1Departamento de Recursos Hídricos y Ciencias Ambientales, Universidad de Cuenca, 10150 Cuenca, Ecuador
2Facultad de Ingeniería, Universidad de Cuenca, Avenida 12 de Abril s/n, 10150 Cuenca, Ecuador
3Laboratory for Climatology and Remote Sensing (LCRS), Faculty of Geography, University of Marburg, Deutschhausstraße 10, 35032 Marburg, Germany
4Facultad de Ciencias Agropecuarias, Universidad de Cuenca, Avenida 12 de Abril s/n, 10150 Cuenca, Ecuador

Received 11 November 2015; Revised 19 December 2015; Accepted 20 December 2015

Academic Editor: Charles Jones

Copyright © 2016 Lenin Campozano et al.
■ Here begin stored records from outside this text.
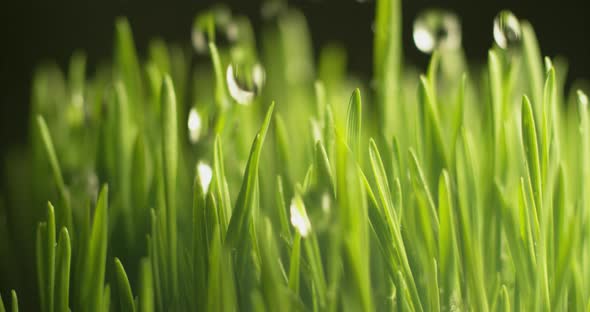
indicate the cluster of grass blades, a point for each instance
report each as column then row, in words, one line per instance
column 465, row 188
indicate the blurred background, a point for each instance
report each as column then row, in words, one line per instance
column 32, row 32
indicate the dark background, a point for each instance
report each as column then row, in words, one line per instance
column 35, row 31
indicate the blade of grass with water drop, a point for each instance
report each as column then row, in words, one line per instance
column 534, row 66
column 353, row 123
column 66, row 215
column 63, row 256
column 125, row 295
column 14, row 301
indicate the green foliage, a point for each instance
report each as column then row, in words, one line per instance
column 433, row 192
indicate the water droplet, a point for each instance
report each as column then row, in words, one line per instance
column 326, row 202
column 194, row 125
column 437, row 29
column 299, row 218
column 244, row 81
column 271, row 9
column 205, row 175
column 507, row 32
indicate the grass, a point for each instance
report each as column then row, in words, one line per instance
column 464, row 188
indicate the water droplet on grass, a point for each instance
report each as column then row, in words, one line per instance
column 205, row 175
column 507, row 32
column 194, row 125
column 244, row 81
column 299, row 218
column 437, row 29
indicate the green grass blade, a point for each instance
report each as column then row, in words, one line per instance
column 220, row 186
column 294, row 265
column 41, row 257
column 50, row 283
column 127, row 64
column 534, row 66
column 387, row 61
column 146, row 295
column 125, row 294
column 382, row 184
column 62, row 270
column 421, row 184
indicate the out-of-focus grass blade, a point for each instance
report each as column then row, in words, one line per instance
column 534, row 66
column 221, row 292
column 170, row 166
column 382, row 184
column 353, row 123
column 294, row 265
column 387, row 52
column 220, row 92
column 421, row 184
column 14, row 301
column 66, row 216
column 63, row 256
column 125, row 294
column 239, row 222
column 146, row 295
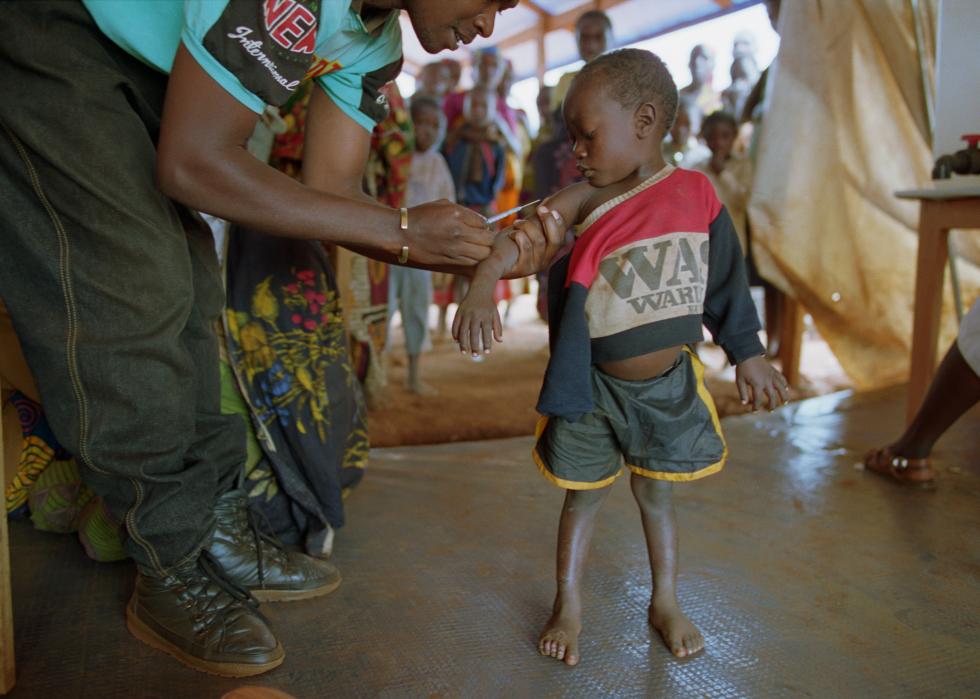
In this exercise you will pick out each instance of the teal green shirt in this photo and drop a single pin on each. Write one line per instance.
(261, 51)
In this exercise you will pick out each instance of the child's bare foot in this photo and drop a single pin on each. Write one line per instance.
(560, 636)
(681, 636)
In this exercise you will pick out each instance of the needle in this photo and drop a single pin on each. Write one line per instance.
(505, 214)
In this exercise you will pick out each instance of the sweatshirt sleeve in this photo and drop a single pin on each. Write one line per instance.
(729, 313)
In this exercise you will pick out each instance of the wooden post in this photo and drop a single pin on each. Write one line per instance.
(936, 218)
(791, 338)
(7, 675)
(541, 53)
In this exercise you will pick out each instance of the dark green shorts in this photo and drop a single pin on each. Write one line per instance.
(665, 428)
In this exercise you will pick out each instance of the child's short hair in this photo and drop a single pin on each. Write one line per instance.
(718, 118)
(635, 76)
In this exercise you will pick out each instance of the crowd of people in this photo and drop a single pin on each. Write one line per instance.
(188, 407)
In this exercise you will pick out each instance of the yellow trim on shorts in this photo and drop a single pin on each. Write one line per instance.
(669, 476)
(710, 405)
(561, 482)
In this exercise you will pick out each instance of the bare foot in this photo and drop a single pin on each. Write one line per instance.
(681, 636)
(560, 637)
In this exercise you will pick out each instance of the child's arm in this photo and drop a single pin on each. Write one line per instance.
(731, 317)
(477, 322)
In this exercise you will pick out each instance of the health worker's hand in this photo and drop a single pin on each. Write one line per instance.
(538, 241)
(443, 233)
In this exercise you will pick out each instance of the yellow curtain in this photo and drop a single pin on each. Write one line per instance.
(844, 128)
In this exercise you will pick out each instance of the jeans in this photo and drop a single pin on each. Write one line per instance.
(113, 288)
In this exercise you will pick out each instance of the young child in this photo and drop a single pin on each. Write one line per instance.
(410, 290)
(681, 148)
(655, 257)
(475, 154)
(731, 174)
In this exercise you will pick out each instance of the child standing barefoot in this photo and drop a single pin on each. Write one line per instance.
(655, 257)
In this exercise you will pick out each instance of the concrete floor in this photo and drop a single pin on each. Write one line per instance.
(807, 576)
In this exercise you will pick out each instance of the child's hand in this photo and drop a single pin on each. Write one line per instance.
(757, 381)
(477, 323)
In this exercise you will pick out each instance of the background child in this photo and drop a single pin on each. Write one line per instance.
(682, 148)
(410, 290)
(731, 174)
(474, 153)
(656, 257)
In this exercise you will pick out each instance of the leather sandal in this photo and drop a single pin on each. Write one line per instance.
(900, 469)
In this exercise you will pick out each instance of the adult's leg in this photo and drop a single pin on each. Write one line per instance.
(560, 636)
(114, 302)
(414, 300)
(112, 299)
(660, 529)
(954, 390)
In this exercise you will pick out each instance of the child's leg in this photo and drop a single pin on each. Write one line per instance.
(560, 636)
(660, 529)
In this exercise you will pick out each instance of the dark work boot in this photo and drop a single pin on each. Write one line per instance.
(257, 561)
(203, 619)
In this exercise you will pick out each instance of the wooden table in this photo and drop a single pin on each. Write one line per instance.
(941, 209)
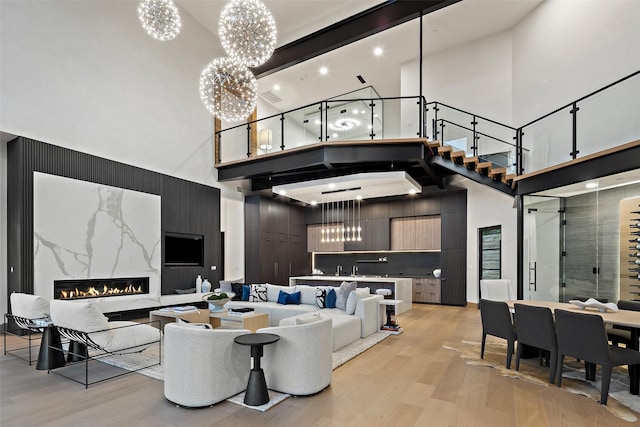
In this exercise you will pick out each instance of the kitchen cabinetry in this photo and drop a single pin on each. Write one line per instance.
(275, 241)
(426, 290)
(415, 233)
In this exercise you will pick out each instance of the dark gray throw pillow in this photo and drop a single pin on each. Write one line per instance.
(342, 293)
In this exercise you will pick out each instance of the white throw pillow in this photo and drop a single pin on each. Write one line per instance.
(353, 299)
(258, 293)
(307, 294)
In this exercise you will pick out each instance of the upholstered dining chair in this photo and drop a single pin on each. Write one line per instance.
(584, 336)
(496, 321)
(26, 309)
(535, 327)
(620, 334)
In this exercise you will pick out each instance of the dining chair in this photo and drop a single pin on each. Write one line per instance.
(584, 336)
(621, 334)
(496, 321)
(535, 328)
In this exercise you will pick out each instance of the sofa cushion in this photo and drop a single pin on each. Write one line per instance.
(258, 293)
(273, 291)
(321, 295)
(303, 320)
(354, 297)
(342, 293)
(330, 299)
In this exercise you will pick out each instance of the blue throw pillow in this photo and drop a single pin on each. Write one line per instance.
(285, 298)
(330, 299)
(294, 298)
(282, 297)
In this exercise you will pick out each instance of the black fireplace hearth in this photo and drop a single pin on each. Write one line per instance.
(99, 288)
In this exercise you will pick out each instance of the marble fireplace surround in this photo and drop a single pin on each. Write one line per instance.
(84, 230)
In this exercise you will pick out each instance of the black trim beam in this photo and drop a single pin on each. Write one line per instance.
(608, 164)
(322, 158)
(473, 175)
(371, 21)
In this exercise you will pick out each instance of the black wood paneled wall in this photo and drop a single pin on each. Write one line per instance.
(187, 207)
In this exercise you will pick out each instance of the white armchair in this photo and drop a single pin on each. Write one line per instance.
(300, 363)
(83, 323)
(203, 366)
(496, 290)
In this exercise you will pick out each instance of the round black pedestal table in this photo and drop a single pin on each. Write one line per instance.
(257, 393)
(50, 355)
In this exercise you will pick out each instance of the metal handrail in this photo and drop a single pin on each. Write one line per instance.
(571, 104)
(471, 114)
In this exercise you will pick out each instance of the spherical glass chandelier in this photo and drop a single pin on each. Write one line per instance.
(160, 18)
(247, 31)
(228, 89)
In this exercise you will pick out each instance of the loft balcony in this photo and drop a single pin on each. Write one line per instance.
(361, 132)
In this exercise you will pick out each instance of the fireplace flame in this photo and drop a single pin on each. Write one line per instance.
(92, 291)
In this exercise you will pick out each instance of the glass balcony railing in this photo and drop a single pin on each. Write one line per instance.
(603, 119)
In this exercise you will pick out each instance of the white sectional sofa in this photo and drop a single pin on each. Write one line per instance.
(358, 320)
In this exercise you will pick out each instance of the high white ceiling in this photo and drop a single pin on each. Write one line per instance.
(302, 84)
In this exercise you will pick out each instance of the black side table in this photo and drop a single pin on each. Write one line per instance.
(50, 356)
(257, 393)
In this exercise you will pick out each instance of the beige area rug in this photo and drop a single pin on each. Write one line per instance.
(340, 357)
(620, 403)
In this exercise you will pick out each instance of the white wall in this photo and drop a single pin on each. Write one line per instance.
(85, 76)
(3, 228)
(487, 207)
(564, 50)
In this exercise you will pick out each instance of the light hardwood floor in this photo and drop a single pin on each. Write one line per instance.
(406, 380)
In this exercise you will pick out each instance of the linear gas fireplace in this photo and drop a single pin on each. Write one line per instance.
(98, 288)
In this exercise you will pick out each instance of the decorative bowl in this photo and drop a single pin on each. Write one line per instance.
(216, 304)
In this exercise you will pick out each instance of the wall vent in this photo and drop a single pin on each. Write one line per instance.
(271, 97)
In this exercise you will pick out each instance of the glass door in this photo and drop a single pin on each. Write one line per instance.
(543, 251)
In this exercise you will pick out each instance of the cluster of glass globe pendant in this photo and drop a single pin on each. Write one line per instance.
(247, 31)
(335, 231)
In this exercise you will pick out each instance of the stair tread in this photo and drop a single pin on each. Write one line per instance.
(483, 166)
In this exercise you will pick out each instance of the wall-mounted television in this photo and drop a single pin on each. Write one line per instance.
(183, 250)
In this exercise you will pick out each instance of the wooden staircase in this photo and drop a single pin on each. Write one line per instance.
(472, 163)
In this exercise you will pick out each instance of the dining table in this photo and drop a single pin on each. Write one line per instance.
(627, 318)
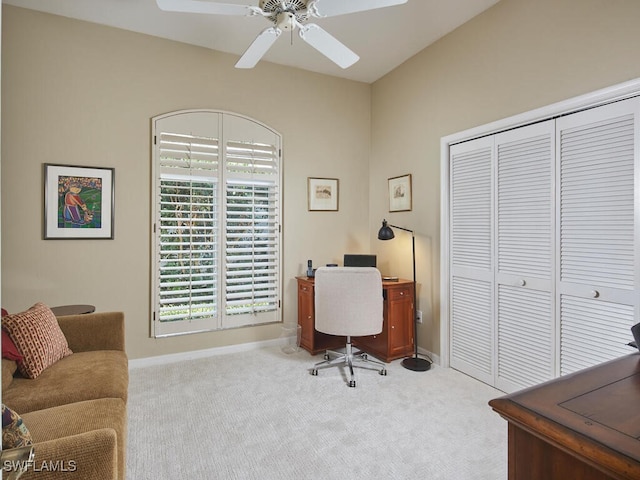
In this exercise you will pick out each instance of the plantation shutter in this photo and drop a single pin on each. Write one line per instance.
(216, 223)
(252, 226)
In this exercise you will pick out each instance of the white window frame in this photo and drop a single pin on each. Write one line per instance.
(224, 172)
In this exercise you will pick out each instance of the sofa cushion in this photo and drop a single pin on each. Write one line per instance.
(9, 349)
(37, 335)
(78, 377)
(9, 367)
(14, 432)
(76, 419)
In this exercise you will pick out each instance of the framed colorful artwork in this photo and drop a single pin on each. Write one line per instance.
(322, 194)
(78, 202)
(400, 193)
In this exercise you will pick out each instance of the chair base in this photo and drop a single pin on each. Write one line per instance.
(350, 360)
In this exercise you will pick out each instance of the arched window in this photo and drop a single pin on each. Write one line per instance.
(216, 222)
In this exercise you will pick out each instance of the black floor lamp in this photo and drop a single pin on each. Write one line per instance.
(411, 363)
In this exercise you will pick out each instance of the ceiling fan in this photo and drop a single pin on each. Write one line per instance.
(286, 15)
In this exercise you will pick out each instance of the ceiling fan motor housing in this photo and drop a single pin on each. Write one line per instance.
(285, 13)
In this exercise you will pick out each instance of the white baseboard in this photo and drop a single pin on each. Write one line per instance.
(195, 354)
(242, 347)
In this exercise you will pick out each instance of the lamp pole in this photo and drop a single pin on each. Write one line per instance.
(410, 363)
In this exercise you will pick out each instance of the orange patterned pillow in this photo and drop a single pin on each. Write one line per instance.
(37, 335)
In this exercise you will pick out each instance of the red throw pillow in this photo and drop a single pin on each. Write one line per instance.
(9, 349)
(37, 335)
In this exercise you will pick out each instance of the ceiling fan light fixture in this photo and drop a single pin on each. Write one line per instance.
(286, 15)
(286, 21)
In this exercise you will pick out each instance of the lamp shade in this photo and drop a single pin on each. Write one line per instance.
(385, 232)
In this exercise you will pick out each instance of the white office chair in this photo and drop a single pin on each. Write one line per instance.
(348, 302)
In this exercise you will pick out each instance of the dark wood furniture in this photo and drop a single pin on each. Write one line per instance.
(582, 426)
(395, 340)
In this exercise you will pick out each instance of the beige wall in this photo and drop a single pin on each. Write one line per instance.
(519, 55)
(82, 94)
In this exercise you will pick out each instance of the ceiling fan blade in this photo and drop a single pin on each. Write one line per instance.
(258, 48)
(200, 6)
(328, 45)
(331, 8)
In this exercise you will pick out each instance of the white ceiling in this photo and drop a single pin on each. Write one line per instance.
(383, 38)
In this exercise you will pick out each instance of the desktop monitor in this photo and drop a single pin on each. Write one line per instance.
(359, 260)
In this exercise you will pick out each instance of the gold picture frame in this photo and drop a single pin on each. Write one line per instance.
(400, 193)
(322, 194)
(78, 202)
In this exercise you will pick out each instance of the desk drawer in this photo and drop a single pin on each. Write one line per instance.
(399, 293)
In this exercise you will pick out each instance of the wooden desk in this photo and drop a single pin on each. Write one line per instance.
(395, 340)
(582, 426)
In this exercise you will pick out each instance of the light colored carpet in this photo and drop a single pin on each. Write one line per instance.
(261, 415)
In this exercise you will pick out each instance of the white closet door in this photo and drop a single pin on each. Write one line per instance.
(471, 282)
(597, 286)
(525, 212)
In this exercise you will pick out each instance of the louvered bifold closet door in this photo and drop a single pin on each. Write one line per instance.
(524, 244)
(471, 279)
(598, 241)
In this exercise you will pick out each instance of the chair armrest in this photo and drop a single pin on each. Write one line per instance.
(94, 331)
(90, 455)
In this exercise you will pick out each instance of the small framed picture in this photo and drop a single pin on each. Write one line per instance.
(78, 202)
(322, 194)
(400, 193)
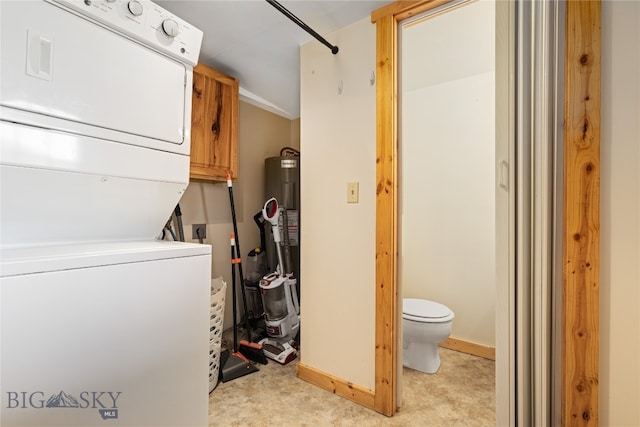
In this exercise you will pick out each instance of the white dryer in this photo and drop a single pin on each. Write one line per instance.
(100, 323)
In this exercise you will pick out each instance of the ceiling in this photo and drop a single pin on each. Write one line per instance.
(255, 43)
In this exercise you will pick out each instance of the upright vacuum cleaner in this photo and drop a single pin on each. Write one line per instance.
(280, 300)
(237, 364)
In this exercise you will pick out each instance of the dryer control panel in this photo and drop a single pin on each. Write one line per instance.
(145, 22)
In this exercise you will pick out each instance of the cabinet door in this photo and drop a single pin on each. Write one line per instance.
(214, 125)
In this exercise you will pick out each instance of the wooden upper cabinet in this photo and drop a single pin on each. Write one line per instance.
(214, 125)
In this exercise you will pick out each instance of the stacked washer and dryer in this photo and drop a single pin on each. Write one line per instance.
(100, 321)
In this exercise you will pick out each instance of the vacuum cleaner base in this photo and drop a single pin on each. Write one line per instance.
(234, 365)
(281, 352)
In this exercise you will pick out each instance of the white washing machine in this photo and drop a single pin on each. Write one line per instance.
(100, 323)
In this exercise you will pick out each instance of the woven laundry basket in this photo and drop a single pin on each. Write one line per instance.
(218, 292)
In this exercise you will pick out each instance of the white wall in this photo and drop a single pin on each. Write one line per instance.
(447, 158)
(337, 239)
(261, 134)
(620, 215)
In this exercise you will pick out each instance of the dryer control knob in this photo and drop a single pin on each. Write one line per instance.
(135, 8)
(170, 27)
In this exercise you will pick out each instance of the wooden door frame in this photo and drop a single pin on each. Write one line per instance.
(581, 216)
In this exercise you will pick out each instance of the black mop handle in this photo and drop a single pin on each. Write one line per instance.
(235, 231)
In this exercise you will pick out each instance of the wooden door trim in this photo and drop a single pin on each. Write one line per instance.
(581, 232)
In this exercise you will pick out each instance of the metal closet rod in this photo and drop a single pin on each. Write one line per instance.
(285, 12)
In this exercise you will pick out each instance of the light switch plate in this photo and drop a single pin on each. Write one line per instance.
(352, 192)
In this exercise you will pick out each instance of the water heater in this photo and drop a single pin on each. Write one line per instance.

This is an open access article distributed under the Creative Commons Attribution License, which permits unrestricted use, distribution, and reproduction in any medium, provided the original work is properly cited.

Abstract

Mountain regions worldwide present a pronounced spatiotemporal precipitation variability, which added to scarce monitoring networks limits our understanding of the generation processes involved. To improve our understanding of clouds and precipitation dynamics and cross-scale generation processes in mountain regions, we analyzed spatiotemporal rainfall patterns using satellite cloud products (SCP) in the Paute basin (900–4200 m a.s.l. and 6481 km2) in the Andes of Ecuador. Precipitation models, using SCP and GIS data, reveal the spatial extension of three regimes: a three-modal (TM) regime present across the basin, a bimodal (BM) regime, along sheltered valleys, and a unimodal (UM) regime at windward slopes of the eastern cordillera. Subsequently, the spatiotemporal analysis using synoptic information shows that the dry season of the BM regime during boreal summer is caused by strong subsidence inhibiting convective clouds formation. Meanwhile, in UM regions, low advective shallow cap clouds mainly cause precipitation, influenced by water vapor from the Amazon and enhanced easterlies during boreal summer. TM regions are transition zones from UM to BM and zones on the windward slopes of the western cordillera. These results highlight the suitability of satellite and GIS data-driven statistical models to study spatiotemporal rainfall seasonality and generation processes in complex terrain, as the Andes.